Karla zischte leise durch die Zähne, um Raoul auf sich aufmerksam zu machen. Er kam lautlos an ihre Seite, beugte sich zu ihr und flüsterte: »Wir müssen ins Obergeschoss.«
»Im oberen Stock war Licht.« Karla versuchte sich zu orientieren, deutete dann in eine Richtung. Raoul schirmte seinen Stab mit der Hand ab und ließ den Vogelkopf aufleuchten.
Die Treppenstufen waren aus Holz und knarzten leise unter ihren Schritten. In der oberen Etage schimmerte Licht unter einer Tür hervor, sonst war es dunkel. Karla legte die Hand auf die Türklinke und drückte sie hinab. Die Tür ließ sich geräuschlos öffnen.
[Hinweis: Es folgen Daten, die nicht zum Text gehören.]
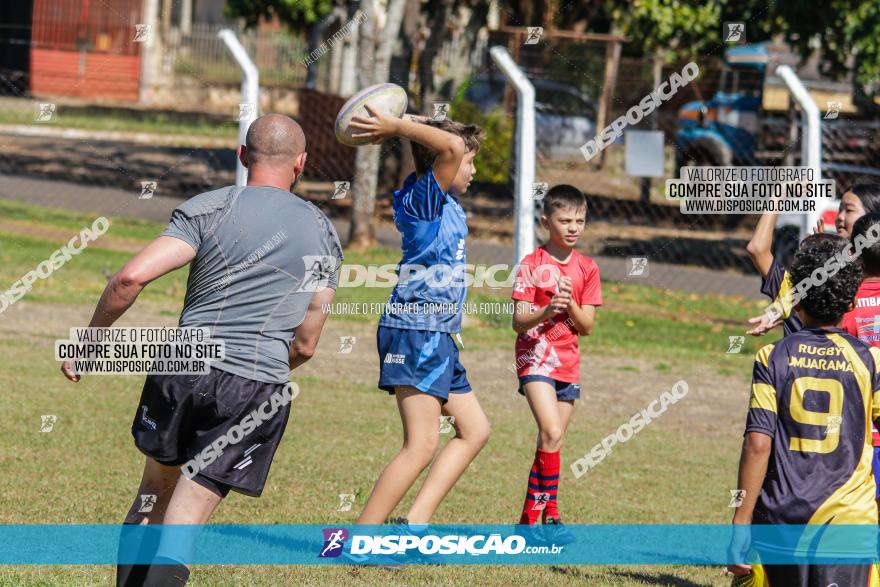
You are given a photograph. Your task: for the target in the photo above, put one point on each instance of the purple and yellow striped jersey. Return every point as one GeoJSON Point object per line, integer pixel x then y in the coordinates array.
{"type": "Point", "coordinates": [815, 392]}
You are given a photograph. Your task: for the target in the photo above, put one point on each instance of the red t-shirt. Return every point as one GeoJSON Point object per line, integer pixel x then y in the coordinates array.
{"type": "Point", "coordinates": [551, 347]}
{"type": "Point", "coordinates": [864, 323]}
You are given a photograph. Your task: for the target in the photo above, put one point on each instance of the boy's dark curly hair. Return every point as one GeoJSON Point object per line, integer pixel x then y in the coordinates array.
{"type": "Point", "coordinates": [471, 134]}
{"type": "Point", "coordinates": [564, 196]}
{"type": "Point", "coordinates": [829, 301]}
{"type": "Point", "coordinates": [871, 254]}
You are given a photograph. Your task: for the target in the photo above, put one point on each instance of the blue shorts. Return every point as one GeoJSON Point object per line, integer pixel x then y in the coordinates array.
{"type": "Point", "coordinates": [422, 359]}
{"type": "Point", "coordinates": [876, 464]}
{"type": "Point", "coordinates": [565, 391]}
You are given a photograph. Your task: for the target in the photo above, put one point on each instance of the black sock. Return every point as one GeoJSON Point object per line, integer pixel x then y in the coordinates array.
{"type": "Point", "coordinates": [132, 575]}
{"type": "Point", "coordinates": [166, 572]}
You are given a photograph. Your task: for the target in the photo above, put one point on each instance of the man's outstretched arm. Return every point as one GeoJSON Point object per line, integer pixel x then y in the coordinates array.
{"type": "Point", "coordinates": [163, 255]}
{"type": "Point", "coordinates": [309, 332]}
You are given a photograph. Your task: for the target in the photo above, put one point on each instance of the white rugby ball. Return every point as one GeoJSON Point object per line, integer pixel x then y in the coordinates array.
{"type": "Point", "coordinates": [386, 98]}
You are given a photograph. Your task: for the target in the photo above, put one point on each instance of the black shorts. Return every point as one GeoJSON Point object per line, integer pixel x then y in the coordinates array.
{"type": "Point", "coordinates": [217, 426]}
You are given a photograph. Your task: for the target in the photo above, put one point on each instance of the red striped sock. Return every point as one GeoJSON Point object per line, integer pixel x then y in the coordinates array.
{"type": "Point", "coordinates": [530, 514]}
{"type": "Point", "coordinates": [548, 481]}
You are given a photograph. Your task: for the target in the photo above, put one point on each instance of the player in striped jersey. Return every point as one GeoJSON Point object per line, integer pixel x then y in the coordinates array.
{"type": "Point", "coordinates": [807, 452]}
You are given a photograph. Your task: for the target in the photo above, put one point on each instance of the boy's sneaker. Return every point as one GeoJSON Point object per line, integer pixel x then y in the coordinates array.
{"type": "Point", "coordinates": [556, 532]}
{"type": "Point", "coordinates": [531, 532]}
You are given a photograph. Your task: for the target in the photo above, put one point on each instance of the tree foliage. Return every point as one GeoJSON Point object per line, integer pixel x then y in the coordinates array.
{"type": "Point", "coordinates": [295, 14]}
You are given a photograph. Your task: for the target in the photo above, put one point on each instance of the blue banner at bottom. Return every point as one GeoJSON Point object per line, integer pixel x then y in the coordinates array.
{"type": "Point", "coordinates": [612, 544]}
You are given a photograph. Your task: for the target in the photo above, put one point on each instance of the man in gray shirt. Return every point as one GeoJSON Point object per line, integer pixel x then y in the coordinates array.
{"type": "Point", "coordinates": [263, 263]}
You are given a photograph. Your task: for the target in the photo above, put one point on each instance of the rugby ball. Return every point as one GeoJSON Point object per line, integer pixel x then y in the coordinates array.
{"type": "Point", "coordinates": [386, 98]}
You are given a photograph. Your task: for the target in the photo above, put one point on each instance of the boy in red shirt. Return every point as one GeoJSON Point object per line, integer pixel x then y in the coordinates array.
{"type": "Point", "coordinates": [557, 291]}
{"type": "Point", "coordinates": [863, 321]}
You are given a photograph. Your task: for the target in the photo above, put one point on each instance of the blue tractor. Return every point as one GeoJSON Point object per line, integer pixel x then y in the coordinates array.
{"type": "Point", "coordinates": [724, 129]}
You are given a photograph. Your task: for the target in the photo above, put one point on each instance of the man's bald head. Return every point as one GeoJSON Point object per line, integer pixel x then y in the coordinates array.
{"type": "Point", "coordinates": [274, 139]}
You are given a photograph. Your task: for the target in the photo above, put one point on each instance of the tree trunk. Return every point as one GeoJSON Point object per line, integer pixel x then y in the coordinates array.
{"type": "Point", "coordinates": [374, 63]}
{"type": "Point", "coordinates": [426, 59]}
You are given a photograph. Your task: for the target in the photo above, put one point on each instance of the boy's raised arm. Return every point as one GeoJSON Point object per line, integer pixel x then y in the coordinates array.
{"type": "Point", "coordinates": [759, 248]}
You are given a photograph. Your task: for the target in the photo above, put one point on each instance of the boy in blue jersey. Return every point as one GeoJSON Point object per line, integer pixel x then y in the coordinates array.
{"type": "Point", "coordinates": [806, 457]}
{"type": "Point", "coordinates": [418, 355]}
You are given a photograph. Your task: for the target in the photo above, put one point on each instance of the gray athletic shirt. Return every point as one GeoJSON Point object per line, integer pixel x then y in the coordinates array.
{"type": "Point", "coordinates": [261, 252]}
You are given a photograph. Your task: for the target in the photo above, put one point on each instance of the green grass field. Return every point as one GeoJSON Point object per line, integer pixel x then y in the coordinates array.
{"type": "Point", "coordinates": [679, 469]}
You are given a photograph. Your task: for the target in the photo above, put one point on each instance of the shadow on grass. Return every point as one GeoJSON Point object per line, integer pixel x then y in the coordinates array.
{"type": "Point", "coordinates": [662, 579]}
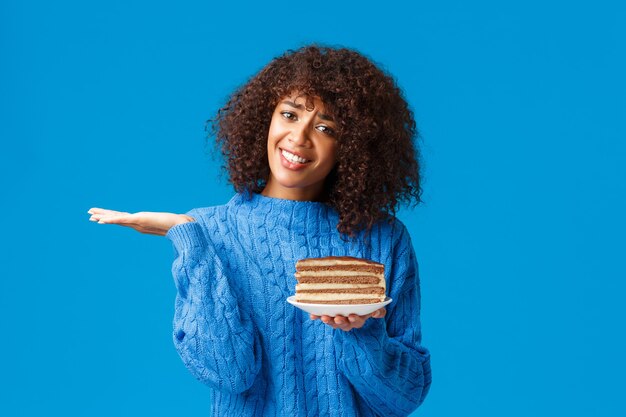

Dahinter lag ein schwach erleuchtetes Zimmer, dessen einziges Möbelstück ein schmales Feldbett war. Das Licht kam von einer Campinglampe, die unterhalb des Fensters auf dem Boden neben einem zerschrammten Koffer stand. Auf dem Feldbett lag jemand unter einer groben Wolldecke und schnarchte leise.
Karla hörte, wie Raoul hinter ihr die Tür schloss. Sie blieb neben dem Feldbett stehen. Ein durchdringender Geruch nach nassem Hund, Rauch und Alkohol stieg in ihre Nase.
»He«, sagte sie halblaut. »Aufwachen.«
Das Schnarchen endete mit einem erschreckten Schnaufen. Einen Moment lang war alles still, dann setzte es wieder ein.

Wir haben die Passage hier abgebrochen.